In October, Coinbase unveiled a regulatory proposal that urged Congress to create or designate a “digitally native and dynamic regulator” as the single overseer of markets for digital assets.

In his prepared testimony, FTX’s Bankman-Fried will point to his company’s proposal for a system “of joint supervision by the CFTC and SEC, with one of the two market regulators serving as the primary regulator, and the other as the secondary regulator.”

Such a system would likely prove a to be a boon for the CFTC, which the crypto industry has generally seen as a more friendly regulator than the SEC. FTX is already regulated by the CFTC in its capacity as a crypto futures market and clearinghouse, and the CFTC has moved faster to approve crypto financial products, like bitcoin futures, which debuted in 2017.

“FTX Is quite familiar with the CFTC regime…and believes the CFTC’s principles-based approach…makes a lot of sense,” Bankman-Frieds plans to say.

Coinbase Global CFO Alesia Hass will make the case that current “securities exchange regulation does not work for digital asset trading platforms” in her prepared testimony.

“Our federal securities laws, which originally date from the 1930s, include a list of more than 20 financial instruments that are considered securities,” her testimony reads. “None of these categories are a good fit for most digital assets, which have characteristics and functions beyond those contemplated for regulation by securities laws.”

The SEC believes that it already has wide authority to regulate digital-asset platforms, and Chairman Gary Gensler has increasingly singled that the agency could soon bring enforcement actions against platforms that fail to register as securities exchanges.

In a recent discussion with his predecessor Jay Clayton, Gensler urged crypto exchanges to register with the agency so it could ensure investor protection on these forums.

“Platforms, whether they’re trading platforms, lending platforms, whether they call themselves centralized or they call themselves decentralized….are an important place for public policy and investor protection,” Gensler said at the Digital Asset Compliance & Market Integrity Summit last week.

He added that when the SEC and trading platforms cannot come to an understanding, “we’re going to use the enforcement tool,” suing entities that fail to register with the agency. “But I think a better approach for these platforms…is to work to get registered within the law.”

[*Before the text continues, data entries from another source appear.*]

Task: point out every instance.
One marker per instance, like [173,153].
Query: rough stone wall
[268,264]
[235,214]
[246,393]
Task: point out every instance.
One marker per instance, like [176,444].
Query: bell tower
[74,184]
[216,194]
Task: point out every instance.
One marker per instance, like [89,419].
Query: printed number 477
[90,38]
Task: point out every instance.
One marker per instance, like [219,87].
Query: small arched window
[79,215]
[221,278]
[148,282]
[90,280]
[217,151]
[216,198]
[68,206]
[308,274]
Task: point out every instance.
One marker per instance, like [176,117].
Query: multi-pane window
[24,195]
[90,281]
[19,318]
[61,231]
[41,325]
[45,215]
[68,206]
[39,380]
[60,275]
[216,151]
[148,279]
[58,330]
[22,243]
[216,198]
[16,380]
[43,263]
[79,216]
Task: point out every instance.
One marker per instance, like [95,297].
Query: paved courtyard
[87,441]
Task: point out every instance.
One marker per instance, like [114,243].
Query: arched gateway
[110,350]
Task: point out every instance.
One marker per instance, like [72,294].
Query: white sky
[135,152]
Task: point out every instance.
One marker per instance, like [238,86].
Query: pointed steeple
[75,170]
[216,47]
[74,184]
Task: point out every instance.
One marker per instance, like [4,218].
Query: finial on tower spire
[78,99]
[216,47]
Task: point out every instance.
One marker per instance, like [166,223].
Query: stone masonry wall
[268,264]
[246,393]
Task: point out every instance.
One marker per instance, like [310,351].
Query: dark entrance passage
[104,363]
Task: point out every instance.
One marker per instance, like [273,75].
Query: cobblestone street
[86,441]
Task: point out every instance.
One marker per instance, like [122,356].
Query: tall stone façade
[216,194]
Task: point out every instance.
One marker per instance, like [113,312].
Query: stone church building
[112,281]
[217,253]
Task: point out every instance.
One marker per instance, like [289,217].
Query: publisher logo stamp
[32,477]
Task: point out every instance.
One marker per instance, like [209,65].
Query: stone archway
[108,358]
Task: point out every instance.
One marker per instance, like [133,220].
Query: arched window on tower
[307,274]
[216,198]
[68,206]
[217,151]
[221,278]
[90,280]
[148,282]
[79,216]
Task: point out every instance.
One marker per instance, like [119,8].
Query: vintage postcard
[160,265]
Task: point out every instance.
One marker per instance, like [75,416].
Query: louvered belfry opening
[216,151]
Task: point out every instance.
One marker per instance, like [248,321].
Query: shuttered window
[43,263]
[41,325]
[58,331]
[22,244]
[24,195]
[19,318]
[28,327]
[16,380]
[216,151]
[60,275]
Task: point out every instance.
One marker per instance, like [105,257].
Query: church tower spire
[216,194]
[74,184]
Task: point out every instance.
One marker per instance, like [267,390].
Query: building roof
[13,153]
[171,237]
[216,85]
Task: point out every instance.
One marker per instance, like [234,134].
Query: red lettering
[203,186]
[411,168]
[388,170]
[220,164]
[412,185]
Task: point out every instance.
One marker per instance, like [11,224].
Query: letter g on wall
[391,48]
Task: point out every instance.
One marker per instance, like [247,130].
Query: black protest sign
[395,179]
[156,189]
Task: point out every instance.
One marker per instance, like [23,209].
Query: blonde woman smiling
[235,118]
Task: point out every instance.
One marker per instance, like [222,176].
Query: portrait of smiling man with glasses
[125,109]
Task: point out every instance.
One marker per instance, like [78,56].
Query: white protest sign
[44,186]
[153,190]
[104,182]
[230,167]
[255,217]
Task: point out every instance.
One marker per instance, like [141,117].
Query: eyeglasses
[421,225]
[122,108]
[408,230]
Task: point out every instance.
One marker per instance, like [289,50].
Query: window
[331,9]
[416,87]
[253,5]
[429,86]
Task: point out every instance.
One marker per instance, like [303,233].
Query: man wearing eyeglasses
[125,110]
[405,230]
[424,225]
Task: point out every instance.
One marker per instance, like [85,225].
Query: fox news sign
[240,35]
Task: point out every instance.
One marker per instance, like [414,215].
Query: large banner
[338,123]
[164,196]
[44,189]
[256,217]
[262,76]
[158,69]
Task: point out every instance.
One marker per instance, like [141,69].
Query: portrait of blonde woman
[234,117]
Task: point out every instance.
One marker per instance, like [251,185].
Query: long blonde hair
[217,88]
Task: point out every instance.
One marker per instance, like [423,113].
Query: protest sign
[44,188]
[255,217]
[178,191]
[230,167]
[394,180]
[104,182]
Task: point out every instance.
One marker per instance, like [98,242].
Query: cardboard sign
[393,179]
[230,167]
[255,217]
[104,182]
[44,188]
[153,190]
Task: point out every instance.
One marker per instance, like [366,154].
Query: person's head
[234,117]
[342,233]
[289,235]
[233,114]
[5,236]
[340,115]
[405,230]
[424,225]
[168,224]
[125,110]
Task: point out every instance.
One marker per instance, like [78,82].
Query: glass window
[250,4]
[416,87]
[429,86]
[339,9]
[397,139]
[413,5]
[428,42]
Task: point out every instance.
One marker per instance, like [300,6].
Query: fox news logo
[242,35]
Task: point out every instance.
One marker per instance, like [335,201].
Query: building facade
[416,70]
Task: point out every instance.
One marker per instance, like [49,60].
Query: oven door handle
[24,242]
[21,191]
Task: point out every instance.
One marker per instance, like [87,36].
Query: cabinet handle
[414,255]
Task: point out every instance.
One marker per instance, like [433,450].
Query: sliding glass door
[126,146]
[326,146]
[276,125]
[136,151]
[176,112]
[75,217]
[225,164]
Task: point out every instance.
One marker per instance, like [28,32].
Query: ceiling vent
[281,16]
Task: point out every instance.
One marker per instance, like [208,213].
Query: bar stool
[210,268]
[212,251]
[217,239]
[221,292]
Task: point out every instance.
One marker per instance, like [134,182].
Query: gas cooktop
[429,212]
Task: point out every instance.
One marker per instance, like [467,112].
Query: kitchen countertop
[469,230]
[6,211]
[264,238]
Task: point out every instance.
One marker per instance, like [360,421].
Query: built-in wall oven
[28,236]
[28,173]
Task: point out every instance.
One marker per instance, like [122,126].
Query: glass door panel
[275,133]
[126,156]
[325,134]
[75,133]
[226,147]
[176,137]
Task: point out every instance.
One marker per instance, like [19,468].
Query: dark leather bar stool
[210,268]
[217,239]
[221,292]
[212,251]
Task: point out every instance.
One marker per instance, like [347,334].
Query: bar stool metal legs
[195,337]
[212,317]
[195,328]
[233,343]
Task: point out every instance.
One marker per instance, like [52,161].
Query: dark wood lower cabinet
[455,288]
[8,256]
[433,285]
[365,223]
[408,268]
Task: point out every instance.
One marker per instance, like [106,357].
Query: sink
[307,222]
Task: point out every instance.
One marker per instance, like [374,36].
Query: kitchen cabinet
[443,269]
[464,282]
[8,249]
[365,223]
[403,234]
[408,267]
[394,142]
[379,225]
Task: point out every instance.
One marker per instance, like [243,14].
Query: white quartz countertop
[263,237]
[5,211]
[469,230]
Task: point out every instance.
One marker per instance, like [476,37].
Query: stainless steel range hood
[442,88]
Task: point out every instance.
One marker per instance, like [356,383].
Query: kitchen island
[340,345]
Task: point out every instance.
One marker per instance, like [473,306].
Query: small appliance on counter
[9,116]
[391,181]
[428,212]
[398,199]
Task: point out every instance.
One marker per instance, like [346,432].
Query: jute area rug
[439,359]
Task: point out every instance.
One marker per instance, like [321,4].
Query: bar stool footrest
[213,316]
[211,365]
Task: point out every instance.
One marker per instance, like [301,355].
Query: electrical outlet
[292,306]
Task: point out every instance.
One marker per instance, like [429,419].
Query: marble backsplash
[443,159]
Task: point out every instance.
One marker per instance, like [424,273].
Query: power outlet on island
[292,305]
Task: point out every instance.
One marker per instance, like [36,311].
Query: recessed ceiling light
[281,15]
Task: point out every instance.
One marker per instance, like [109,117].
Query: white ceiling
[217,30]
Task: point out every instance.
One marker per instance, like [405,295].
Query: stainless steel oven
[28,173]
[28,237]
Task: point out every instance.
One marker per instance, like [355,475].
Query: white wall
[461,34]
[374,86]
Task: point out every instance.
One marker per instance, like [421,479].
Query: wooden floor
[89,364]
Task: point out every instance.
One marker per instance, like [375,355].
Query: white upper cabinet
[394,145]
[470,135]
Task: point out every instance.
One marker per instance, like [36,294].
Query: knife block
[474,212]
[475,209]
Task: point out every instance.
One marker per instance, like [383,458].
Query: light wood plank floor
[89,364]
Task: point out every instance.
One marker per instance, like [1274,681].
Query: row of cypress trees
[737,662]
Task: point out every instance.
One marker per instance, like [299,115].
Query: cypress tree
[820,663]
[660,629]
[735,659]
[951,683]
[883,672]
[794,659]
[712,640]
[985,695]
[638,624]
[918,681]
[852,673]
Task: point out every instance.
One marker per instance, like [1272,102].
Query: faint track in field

The hearing will also feature discussion of issues including stablecoin regulation and the regulation of banks that custody crypto assets on behalf of customers. In addition to Coinbase and FTX, It will feature testimony by Jeremy Allaire, Chairman and CEO of Circle, issuer of the stablecoin USD Coin USDCUSD, -0.01%, Brian Brooks, former acting comptroller of the currency and CEO of Bitfury, Chad Cascarilla, CEO of Paxos, and Danelle Dixon, CEO of Steller Development Foundation XLMUSD, -0.40%.